That's awesome to hear it's funny thing in calif is so liberal I have been here 50 years and this is the worst it's ever been

Reactions: Funny 1


----------



## Alex Foo (Mar 2, 2017)

well, MacArthur is also very formative to me, considering the fact that i was saved from Charismatics teaching from his Strange Fire conference. I'm now in purer water, i.e., reformed soteriologically (no one told me what is reformed for the past 8 years of my Christian walk, nor sound doctrine and theology).

If you would advise a man like me, who listens to MacArthur regularly, and sort of swallowing all his doctrines, including the eschatology, what resource would you direct me, in order that you may win me over to purer water, i.e., amil/covenant theology?

I read only the Bible for the first few years of my Christian infancy (saved since I started attending university). The argument on literal interpretation does grip me to be convinced of premil/dispensationist as well.

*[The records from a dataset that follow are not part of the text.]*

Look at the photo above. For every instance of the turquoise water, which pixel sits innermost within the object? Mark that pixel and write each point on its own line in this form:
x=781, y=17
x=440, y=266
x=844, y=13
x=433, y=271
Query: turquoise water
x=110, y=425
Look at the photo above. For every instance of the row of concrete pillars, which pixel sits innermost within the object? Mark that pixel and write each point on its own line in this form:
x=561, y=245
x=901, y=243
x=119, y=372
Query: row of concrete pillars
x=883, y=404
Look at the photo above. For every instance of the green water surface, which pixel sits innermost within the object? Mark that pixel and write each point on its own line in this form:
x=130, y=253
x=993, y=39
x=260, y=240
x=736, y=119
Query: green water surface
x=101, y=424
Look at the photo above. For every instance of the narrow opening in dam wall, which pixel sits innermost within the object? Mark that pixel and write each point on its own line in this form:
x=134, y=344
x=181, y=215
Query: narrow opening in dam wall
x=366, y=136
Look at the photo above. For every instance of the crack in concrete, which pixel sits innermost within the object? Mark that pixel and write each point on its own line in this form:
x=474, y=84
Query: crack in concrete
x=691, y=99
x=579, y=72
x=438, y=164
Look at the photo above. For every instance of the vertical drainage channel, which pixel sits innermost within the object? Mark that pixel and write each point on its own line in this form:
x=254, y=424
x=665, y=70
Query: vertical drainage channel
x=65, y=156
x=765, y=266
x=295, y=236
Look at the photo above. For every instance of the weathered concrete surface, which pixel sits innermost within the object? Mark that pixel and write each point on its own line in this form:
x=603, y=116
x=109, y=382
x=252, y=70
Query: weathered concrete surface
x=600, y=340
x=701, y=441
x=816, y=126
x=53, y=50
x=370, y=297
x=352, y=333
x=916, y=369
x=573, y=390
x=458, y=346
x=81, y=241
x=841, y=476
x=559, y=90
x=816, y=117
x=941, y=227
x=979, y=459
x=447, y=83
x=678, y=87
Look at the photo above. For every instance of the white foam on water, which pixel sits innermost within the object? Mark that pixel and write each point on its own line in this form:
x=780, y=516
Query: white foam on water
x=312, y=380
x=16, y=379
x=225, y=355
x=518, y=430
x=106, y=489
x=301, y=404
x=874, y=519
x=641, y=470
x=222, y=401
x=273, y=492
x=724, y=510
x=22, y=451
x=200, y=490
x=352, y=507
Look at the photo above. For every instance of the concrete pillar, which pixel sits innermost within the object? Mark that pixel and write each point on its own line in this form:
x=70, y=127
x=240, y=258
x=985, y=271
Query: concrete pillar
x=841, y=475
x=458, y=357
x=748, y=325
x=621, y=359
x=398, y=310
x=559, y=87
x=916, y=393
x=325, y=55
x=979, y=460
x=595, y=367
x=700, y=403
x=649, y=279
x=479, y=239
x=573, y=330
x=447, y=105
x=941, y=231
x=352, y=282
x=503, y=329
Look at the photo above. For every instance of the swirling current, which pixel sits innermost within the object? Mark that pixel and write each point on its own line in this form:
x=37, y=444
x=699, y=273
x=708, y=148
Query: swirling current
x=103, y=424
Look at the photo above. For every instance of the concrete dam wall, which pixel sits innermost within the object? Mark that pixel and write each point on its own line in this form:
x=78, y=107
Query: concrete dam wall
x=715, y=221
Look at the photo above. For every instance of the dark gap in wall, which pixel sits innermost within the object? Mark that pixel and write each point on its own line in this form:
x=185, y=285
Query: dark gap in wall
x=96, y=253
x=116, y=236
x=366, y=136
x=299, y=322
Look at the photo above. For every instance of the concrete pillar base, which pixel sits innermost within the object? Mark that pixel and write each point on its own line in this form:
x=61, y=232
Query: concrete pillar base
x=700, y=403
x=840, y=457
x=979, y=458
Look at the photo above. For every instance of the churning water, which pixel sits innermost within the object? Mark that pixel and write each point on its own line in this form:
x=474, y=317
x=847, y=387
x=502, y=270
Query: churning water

Thank you. Love Puritans. Guess what? It is through MacArthur's sermon also that he mentioned about the Puritans, the Reformers, and Mr. Google led me to this wonderful place =)


----------



## Dachaser (Mar 2, 2017)

Ask Mr. Religion said:


> To be fair, in defense of his position, MacArthur writes in the book, (which I purchased yesterday):
> 
> "In order to teach that the millennium is present and spiritual, amillennialism has to rely heavily on a recapitulation view of Revelation. In this approach, Revelation does not present events sequentially but rather captures events between the two comings of Jesus from multiple angles (perhaps as many as seven) that describe the same period of time. This recapitulation understanding allows the amillennialist to view the second coming of Revelation 19 as occurring at the end of the thousand years mentioned in Revelation 20 and not before. So Revelation 20 does not follow Revelation 19 chronologically but takes the reader back to the beginning of the age between Jesus’s two comings, a time that includes the binding of Satan (Rev. 20: 1-3) and the reign of the saints (Rev. 20:4). For amillennialists, Satan is bound in this age in the sense that he was defeated at the cross by Christ and is unable to stop the spread of the gospel to the nations. And the saints of God are currently reigning with Jesus. When this era of the millennial kingdom runs its course, then Jesus will return from heaven. At that time, there will be one general resurrection and judgment of the righteous and the wicked, and then the eternal state will commence. Important to amillennialism is that both tribulation and Christ’s millennial kingdom reign run concurrently in this age. These are present, not future, events.
> 
> ...


Would you agree that a lot of this for both positions wraps around wither the first resurrection mentioned would be the physical one at the Second Coming event itself?


----------



## Ask Mr. Religion (Mar 2, 2017)

Dachaser said:


> Would you agree that a lot of this for both positions wraps around wither the first resurrection mentioned would be the physical one at the Second Coming event itself?


I cannot speak thoroughly for MacArthur on this.

Rather than providing a full-throated view of his reasoning process, I can only _speculate_ that he has taken Rev. 20:4 and Rev. 20:5 as his _locus classicus_ for his view and worked backward from there. He sees the _coming to life_ (_ezēsan_) therein to imply a _physical resurrection_ of believers at the start of the millennium followed by another physical resurrection of unbelievers at the last judgment at the end of the millennium.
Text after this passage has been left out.